歌って認知症予防 音楽療法行事が人気 オリジナルCDも

中日新聞 2018年2月13日(火)
手拍子を交えて歌う参加者と堀内さん(右から3人目)=名古屋市中村区北畑町で
手拍子を交えて歌う参加者と堀内さん(右から3人目)=名古屋市中村区北畑町で

 名古屋市中村区北畑町の偕行会(かいこうかい)城西病院が、認知症のリハビリテーションとして開く音楽療法の催しが人気だ。昨年5月から水曜以外の平日に毎日開かれ、最近では毎月延べ200人以上が訪れるようになった。1月には参加者で作詞したオリジナルソングのCDも完成した。
 認知症の本人や家族らの情報交換などを目的に、2015年10月から院内で開く認知症カフェの一環。月に1回取り入れていた音楽療法が好評だったことから、病院は昨春に音楽療法士の堀内裕美子さん(23)を採用して本格的に始めた。
 現在は午前10時〜正午に、地域の70〜90代を中心に毎回20人ほどが参加。堀内さんがギターやキーボードで演奏して参加者が声を合わせる。「夕焼小焼」や「神田川」「北国の春」「およげ!たいやきくん」など70曲の歌詞が書かれたファイルから、参加者のリクエストに応じて手拍子を交えてゆっくりと歌う。ときには一人が得意の曲を披露する。
 病院によると、音楽療法は、音楽を楽しむことで心身をリラックスさせ、健康の回復や向上を促す効果がある。思い出の曲などについて振り返りながら歌うことで、最初は硬かった表情が次第に柔らかくなるという。
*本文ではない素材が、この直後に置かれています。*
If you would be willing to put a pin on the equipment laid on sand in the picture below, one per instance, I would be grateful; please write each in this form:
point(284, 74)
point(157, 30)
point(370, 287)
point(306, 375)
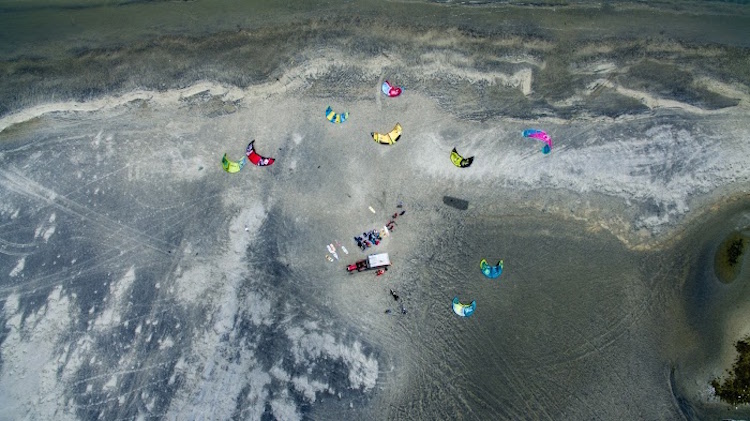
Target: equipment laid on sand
point(232, 166)
point(463, 310)
point(455, 202)
point(389, 138)
point(334, 117)
point(373, 261)
point(491, 272)
point(255, 158)
point(459, 160)
point(390, 90)
point(540, 135)
point(332, 250)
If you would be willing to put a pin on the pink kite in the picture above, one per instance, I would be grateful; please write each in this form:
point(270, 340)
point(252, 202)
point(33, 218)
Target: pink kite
point(540, 135)
point(390, 90)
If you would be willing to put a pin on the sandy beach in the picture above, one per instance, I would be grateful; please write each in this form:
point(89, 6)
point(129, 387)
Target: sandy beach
point(139, 280)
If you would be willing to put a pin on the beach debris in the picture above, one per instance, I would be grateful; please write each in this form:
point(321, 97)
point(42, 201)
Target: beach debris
point(540, 135)
point(368, 239)
point(491, 272)
point(373, 261)
point(332, 250)
point(256, 159)
point(334, 117)
point(232, 166)
point(390, 90)
point(463, 310)
point(455, 202)
point(338, 244)
point(389, 138)
point(459, 160)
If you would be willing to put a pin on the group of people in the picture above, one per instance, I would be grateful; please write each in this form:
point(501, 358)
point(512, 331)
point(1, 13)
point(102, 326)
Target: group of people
point(375, 236)
point(368, 239)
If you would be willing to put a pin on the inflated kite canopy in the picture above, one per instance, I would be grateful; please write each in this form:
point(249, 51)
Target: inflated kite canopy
point(256, 159)
point(232, 166)
point(464, 310)
point(390, 90)
point(389, 138)
point(459, 160)
point(540, 135)
point(334, 117)
point(491, 272)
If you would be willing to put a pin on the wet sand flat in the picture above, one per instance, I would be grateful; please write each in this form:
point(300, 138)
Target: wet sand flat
point(140, 280)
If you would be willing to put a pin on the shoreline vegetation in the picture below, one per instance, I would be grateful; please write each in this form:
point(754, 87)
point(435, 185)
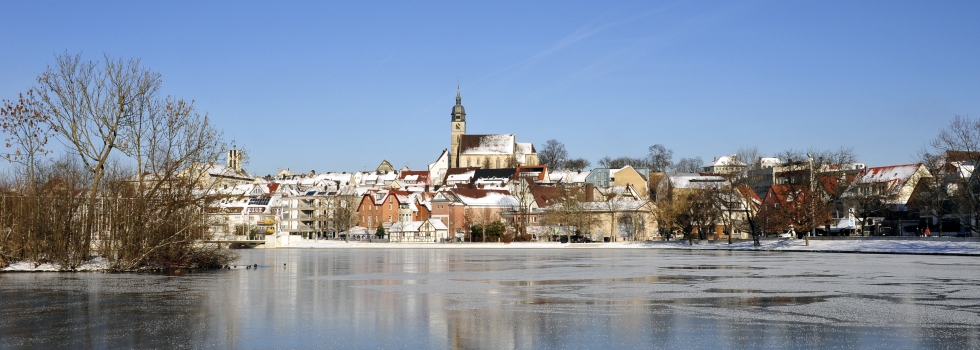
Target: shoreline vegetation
point(962, 247)
point(130, 184)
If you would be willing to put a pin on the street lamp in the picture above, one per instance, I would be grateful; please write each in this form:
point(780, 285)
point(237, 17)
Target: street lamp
point(813, 193)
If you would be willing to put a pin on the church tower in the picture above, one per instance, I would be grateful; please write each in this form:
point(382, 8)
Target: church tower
point(458, 130)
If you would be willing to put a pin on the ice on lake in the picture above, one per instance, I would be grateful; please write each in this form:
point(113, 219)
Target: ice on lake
point(499, 298)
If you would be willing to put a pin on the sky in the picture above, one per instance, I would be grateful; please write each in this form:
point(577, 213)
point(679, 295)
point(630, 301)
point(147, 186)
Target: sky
point(340, 86)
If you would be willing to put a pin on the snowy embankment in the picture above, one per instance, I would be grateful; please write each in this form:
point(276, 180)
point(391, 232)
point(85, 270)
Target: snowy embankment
point(839, 246)
point(919, 246)
point(97, 264)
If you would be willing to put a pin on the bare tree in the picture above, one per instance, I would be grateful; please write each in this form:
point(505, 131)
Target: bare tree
point(957, 147)
point(689, 165)
point(108, 114)
point(577, 164)
point(553, 154)
point(615, 163)
point(660, 158)
point(28, 130)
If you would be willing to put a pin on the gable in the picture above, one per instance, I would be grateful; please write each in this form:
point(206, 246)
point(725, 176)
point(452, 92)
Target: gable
point(487, 144)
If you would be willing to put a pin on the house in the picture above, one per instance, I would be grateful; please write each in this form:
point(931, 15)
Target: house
point(485, 151)
point(427, 231)
point(896, 183)
point(724, 165)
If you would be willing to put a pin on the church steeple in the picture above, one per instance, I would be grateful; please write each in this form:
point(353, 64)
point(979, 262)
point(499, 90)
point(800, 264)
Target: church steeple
point(459, 113)
point(458, 129)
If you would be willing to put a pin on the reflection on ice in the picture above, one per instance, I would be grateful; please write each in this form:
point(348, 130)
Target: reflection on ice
point(471, 298)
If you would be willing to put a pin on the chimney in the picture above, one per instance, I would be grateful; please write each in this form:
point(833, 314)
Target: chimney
point(235, 160)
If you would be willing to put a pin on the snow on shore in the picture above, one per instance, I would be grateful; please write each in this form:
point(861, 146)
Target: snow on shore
point(852, 246)
point(920, 246)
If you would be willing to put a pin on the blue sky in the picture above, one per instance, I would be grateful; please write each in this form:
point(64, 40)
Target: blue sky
point(339, 86)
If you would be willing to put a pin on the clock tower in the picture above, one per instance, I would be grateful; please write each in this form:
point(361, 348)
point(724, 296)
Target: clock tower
point(458, 125)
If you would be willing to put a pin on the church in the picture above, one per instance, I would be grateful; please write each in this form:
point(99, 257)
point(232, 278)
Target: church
point(497, 151)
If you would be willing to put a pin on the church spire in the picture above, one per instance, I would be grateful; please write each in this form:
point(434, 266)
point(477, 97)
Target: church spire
point(459, 114)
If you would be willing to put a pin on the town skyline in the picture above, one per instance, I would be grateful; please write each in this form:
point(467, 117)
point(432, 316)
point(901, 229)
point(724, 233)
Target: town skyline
point(341, 87)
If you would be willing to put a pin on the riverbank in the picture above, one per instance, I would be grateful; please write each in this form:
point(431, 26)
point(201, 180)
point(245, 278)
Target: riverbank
point(920, 247)
point(936, 247)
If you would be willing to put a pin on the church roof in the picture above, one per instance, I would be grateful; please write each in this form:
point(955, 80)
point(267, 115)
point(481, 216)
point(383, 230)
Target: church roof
point(459, 113)
point(503, 144)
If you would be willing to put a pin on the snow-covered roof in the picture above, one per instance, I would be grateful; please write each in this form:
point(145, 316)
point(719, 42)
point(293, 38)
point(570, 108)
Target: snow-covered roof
point(727, 161)
point(617, 205)
point(223, 171)
point(900, 173)
point(491, 199)
point(524, 148)
point(690, 180)
point(415, 226)
point(488, 144)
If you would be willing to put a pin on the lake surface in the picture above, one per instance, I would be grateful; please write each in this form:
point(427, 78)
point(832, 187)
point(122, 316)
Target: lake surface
point(500, 298)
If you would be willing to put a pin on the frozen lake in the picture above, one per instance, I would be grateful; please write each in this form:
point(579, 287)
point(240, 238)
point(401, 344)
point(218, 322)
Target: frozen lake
point(500, 298)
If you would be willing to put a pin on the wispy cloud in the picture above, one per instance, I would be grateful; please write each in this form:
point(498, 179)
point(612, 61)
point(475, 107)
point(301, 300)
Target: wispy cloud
point(382, 63)
point(578, 35)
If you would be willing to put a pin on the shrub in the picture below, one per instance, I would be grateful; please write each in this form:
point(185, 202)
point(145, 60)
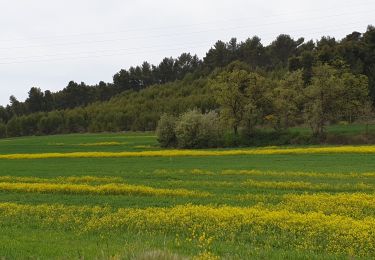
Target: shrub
point(197, 130)
point(165, 131)
point(3, 130)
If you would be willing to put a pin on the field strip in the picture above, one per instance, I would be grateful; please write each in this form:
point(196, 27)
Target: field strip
point(308, 186)
point(62, 179)
point(352, 175)
point(177, 153)
point(106, 189)
point(311, 230)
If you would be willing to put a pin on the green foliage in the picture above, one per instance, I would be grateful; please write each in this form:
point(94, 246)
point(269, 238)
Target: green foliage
point(3, 130)
point(165, 131)
point(333, 94)
point(197, 130)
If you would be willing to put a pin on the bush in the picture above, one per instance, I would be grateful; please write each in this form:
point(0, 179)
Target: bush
point(165, 131)
point(3, 130)
point(196, 130)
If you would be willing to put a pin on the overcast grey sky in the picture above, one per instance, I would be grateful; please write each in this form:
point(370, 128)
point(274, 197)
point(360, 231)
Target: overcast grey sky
point(47, 43)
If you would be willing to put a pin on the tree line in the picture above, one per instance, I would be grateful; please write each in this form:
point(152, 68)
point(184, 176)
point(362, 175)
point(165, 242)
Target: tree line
point(289, 75)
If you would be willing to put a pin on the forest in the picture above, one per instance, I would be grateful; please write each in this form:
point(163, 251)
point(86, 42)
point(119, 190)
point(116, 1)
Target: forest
point(237, 88)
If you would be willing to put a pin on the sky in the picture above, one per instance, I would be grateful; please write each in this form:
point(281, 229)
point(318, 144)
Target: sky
point(46, 43)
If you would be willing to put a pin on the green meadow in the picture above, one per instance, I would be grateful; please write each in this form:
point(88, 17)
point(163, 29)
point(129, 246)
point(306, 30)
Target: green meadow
point(223, 207)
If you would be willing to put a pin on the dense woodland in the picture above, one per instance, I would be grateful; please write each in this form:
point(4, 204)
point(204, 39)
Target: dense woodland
point(290, 82)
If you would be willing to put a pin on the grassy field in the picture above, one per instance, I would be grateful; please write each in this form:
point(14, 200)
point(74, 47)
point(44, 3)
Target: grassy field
point(294, 206)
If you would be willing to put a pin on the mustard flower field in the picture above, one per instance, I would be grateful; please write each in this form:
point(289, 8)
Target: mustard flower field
point(118, 196)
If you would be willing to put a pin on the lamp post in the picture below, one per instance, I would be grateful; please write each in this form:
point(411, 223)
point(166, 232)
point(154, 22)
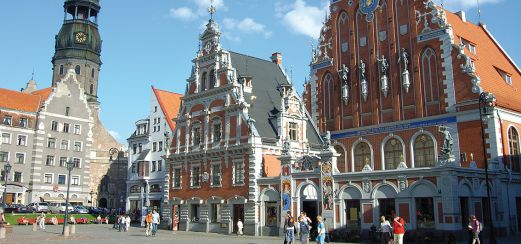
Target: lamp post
point(486, 103)
point(7, 168)
point(70, 165)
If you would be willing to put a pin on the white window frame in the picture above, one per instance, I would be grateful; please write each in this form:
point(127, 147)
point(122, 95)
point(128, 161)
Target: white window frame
point(234, 173)
point(24, 141)
point(16, 157)
point(180, 177)
point(219, 174)
point(52, 178)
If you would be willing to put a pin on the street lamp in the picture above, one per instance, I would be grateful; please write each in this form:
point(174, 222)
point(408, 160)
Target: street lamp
point(7, 168)
point(70, 165)
point(486, 109)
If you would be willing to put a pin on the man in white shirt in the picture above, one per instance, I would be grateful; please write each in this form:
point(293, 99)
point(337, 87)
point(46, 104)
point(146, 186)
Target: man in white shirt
point(155, 222)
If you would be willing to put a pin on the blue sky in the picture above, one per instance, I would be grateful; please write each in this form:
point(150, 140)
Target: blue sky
point(153, 42)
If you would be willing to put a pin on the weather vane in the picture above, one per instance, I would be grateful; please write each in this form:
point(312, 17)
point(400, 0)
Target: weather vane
point(212, 9)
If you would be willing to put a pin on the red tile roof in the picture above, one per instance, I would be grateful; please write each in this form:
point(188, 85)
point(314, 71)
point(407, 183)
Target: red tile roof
point(20, 101)
point(170, 103)
point(488, 59)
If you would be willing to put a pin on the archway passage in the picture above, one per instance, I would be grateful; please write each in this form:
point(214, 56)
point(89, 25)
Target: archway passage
point(102, 203)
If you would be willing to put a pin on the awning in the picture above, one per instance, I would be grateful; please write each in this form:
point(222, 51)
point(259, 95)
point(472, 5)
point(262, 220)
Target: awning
point(52, 199)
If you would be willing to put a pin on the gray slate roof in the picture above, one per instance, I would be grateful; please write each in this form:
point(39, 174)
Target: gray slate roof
point(266, 78)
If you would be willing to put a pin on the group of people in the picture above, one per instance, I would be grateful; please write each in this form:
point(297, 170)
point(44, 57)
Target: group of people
point(302, 225)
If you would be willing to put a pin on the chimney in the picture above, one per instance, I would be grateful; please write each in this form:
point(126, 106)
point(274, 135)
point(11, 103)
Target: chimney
point(461, 15)
point(276, 58)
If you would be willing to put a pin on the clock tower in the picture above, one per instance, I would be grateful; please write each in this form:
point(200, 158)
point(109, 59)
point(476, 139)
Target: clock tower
point(78, 46)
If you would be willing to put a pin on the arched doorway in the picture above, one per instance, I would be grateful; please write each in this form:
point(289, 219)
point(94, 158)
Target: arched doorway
point(102, 203)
 堀内さんは「一人一人にしゃべりかけて会話を楽しむことも大切にしている。花が好きな参加者には花について語ってもらうことも」と話す。夫の石川栄さん(86)と参加する妻明子さん(76)=中村区=は「認知症の主人もここに来るのが毎日の楽しみ。歌うと心も和む」と笑顔を見せる。
 参加者が作詞して完成した曲のタイトルは「いつまでもこの町で」。「尾張名古屋の城の西」「信長秀吉清正も 歴史ある町ロマンだな」「夢と希望をもって行こう」など地元ゆかりのフレーズも盛り込んだ。「この町でずっと暮らしたい」という思いを込め、催しの最初と最後に歌う。CDは、参加した人に無料で配っている。
 参加は無料。コーヒー1杯と菓子で100円。病院では、音楽療法とは別に認知症相談にも応じている。(問)病院総合相談窓口=0120(541)605 (福本英司)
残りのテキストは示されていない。